Einladung zum Vortrag im Kolloquium Technische Kybernetik
Model-based hybrid estimation and diagnosis
Prof. Michael Hofbaur
Institut für Regelungs- und Automatisierungstechnik
Technische Universität Graz
Graz, Österreich
Zeit: Dienstag · 30. 5. 2006 · 16:00 Uhr
Ort: IST-Seminarraum 3.241 · Pfaffenwaldring 9 · Campus Stuttgart-Vaihingen
Abstract
Many modern artifacts, such as automotive systems, airplanes, mobile robotic devices and space probes, exhibit complex patterns of behavior in order to satisfy the high demand on performance, durability and autonomy. Key for the artifact's operation is a sophisticated hybrid control system that orchestrates the many components of the artifact through closed loop, system-wide interaction.
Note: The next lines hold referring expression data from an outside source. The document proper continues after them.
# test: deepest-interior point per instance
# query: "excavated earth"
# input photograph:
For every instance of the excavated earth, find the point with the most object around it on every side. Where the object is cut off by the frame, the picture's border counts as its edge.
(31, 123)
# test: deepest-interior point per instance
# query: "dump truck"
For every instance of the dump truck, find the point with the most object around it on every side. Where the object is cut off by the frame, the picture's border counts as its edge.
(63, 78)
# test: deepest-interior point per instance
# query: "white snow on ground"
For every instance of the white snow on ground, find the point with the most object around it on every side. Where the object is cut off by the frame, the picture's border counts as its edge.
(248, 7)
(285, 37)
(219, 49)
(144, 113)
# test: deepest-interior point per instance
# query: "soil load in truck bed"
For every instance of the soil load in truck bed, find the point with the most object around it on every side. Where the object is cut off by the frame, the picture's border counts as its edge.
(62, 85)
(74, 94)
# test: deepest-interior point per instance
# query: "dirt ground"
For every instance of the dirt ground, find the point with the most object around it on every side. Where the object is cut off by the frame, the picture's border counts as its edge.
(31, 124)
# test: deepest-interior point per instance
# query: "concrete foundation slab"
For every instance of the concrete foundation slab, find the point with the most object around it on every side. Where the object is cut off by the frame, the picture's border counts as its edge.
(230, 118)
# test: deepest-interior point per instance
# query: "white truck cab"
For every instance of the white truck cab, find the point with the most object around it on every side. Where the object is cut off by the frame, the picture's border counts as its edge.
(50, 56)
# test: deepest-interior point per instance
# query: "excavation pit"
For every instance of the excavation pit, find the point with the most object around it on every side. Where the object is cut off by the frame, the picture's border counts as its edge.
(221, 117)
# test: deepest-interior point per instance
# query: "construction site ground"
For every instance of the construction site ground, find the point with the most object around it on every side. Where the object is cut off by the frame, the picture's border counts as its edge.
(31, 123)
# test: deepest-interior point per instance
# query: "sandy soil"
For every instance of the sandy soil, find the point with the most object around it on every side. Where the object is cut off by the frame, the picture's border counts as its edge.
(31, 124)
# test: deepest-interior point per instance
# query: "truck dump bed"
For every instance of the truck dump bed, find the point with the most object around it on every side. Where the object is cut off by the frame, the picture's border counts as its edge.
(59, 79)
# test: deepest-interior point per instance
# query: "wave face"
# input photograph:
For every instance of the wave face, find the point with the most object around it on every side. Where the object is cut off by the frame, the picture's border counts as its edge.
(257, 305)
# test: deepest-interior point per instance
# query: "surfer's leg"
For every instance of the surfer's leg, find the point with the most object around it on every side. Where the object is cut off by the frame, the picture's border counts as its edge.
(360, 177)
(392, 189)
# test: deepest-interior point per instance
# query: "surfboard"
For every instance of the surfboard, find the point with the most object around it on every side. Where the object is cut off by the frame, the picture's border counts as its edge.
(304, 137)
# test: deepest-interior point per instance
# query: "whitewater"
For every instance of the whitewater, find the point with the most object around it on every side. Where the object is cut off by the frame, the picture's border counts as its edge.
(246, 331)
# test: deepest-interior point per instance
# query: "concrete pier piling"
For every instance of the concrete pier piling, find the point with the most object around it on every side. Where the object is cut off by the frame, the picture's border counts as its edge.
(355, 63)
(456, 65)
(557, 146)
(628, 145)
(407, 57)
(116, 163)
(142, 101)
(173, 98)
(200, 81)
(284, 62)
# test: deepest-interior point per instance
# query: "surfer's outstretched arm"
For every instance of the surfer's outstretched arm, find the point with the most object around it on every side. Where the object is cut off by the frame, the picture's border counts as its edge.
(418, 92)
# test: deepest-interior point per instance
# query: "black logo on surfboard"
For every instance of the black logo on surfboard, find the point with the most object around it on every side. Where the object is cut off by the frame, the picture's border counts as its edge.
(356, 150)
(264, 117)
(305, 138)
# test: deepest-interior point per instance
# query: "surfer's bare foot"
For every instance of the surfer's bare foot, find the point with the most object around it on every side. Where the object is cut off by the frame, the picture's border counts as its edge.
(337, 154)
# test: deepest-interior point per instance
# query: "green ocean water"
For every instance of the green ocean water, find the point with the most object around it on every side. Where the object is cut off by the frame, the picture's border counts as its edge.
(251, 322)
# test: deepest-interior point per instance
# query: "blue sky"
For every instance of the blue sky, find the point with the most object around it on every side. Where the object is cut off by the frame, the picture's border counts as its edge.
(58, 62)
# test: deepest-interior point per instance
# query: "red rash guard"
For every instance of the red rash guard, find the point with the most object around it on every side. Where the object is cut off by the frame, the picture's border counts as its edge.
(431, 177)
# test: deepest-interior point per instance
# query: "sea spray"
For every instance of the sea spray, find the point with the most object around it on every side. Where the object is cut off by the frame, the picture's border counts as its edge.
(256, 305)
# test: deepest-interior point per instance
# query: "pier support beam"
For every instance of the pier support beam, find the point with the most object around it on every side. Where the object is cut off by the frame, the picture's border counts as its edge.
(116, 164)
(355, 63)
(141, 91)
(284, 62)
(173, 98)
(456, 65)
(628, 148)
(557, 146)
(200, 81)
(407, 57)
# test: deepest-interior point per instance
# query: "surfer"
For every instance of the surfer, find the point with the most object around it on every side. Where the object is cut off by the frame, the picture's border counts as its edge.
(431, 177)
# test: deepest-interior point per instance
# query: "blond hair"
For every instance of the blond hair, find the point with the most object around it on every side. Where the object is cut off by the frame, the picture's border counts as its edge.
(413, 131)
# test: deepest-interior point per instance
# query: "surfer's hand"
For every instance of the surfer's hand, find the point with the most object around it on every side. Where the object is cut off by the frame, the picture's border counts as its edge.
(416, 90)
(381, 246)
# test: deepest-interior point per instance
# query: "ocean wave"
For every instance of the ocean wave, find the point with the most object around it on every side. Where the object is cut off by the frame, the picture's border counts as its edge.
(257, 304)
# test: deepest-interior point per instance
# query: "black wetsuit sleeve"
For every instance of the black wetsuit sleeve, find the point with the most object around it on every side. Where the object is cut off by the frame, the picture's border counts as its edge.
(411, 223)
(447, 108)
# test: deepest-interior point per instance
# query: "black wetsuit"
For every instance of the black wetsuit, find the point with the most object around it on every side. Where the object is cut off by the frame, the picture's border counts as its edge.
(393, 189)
A key functionality of autonomous control is to track the artifact's behavior as it dynamically moves through a possibly large set of operational and fault modes. Computational complexity of this task prevents one from considering all possible evolutions so that sub-optimal methods that focus onto a set of most likely modes are needed. Our approach combines multi-model filtering methods with advanced search and reasoning methods from the toolkit of AI and provides means for on-line system-analysis, system-decomposition and filter deduction that handles systems with a potentially large number of operational modes and failure.
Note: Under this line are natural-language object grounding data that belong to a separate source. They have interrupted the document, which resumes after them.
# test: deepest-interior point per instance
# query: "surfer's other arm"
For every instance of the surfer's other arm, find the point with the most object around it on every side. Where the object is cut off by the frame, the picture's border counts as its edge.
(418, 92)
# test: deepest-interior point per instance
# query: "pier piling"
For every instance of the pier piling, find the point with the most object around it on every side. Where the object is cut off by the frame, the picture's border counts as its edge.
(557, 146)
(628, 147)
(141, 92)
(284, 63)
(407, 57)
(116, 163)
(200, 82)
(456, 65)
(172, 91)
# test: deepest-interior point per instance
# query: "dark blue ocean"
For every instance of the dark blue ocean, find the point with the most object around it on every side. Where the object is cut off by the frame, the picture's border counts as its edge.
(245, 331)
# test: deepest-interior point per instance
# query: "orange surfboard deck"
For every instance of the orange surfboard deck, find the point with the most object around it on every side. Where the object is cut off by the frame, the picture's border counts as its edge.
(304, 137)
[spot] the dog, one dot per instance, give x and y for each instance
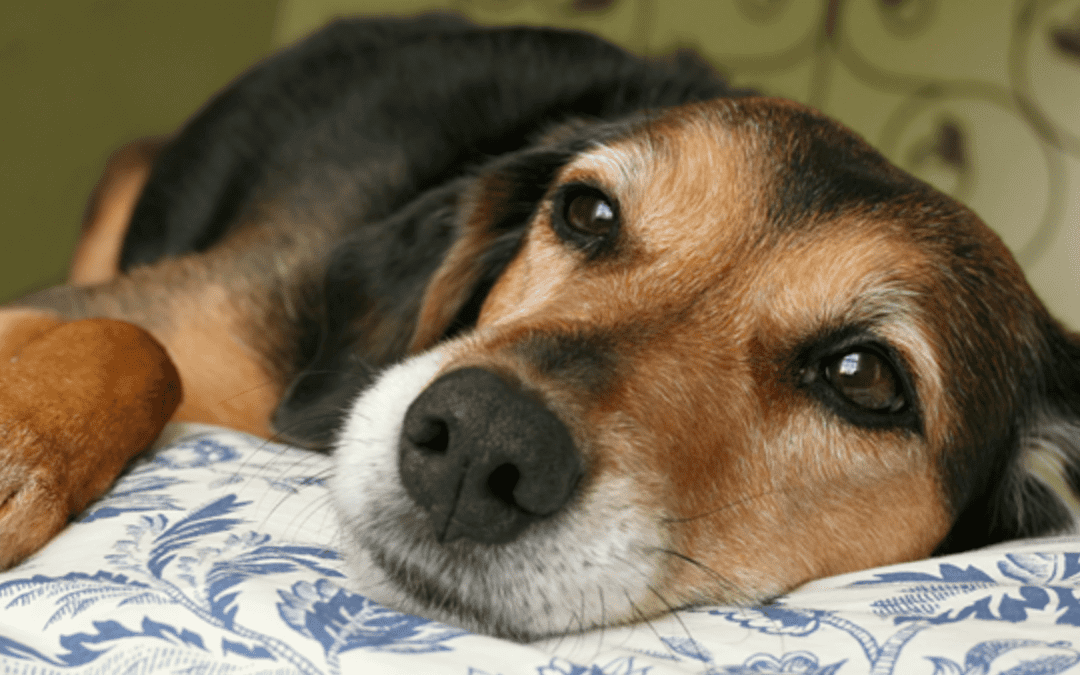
(592, 337)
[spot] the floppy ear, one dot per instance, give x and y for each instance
(1036, 491)
(400, 286)
(495, 214)
(1045, 490)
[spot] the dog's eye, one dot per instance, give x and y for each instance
(867, 380)
(585, 217)
(590, 214)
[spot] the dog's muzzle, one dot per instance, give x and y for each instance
(485, 459)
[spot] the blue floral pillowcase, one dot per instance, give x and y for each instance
(217, 554)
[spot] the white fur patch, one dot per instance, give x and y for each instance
(591, 564)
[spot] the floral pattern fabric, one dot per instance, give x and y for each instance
(216, 554)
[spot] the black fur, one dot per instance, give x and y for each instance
(379, 131)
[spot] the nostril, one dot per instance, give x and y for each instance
(431, 434)
(502, 482)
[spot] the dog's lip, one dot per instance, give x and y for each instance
(434, 595)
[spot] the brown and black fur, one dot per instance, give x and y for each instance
(387, 187)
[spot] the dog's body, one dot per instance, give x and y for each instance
(644, 342)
In my talk, I want to present our hybrid estimation and diagnosis framework in detail and demonstrate its operation within our overall model-based autonomous automation framework that also includes configuration management and hybrid control.
Biographical Information
Michael Hofbaur is associate professor for automation at the Institute of Automation and Control, Graz University of Technology, Austria. From 2000 to 2001, he was with the Artificial Intelligence Laboratory, Massachusetts Institute of Technology, Cambridge, USA. Dr. Hofbaur's research objective is to provide methods for autonomous automation of complex systems that are on the interface between control theory, computer science and artificial intelligence. The goal is to build autonomous artifacts that reason quickly, extensively and accurately about the world and react to novel or unforeseen situations. For this purpose, he conducts research in the fields of qualitative and model-based reasoning, hybrid system theory, and model-predictive control.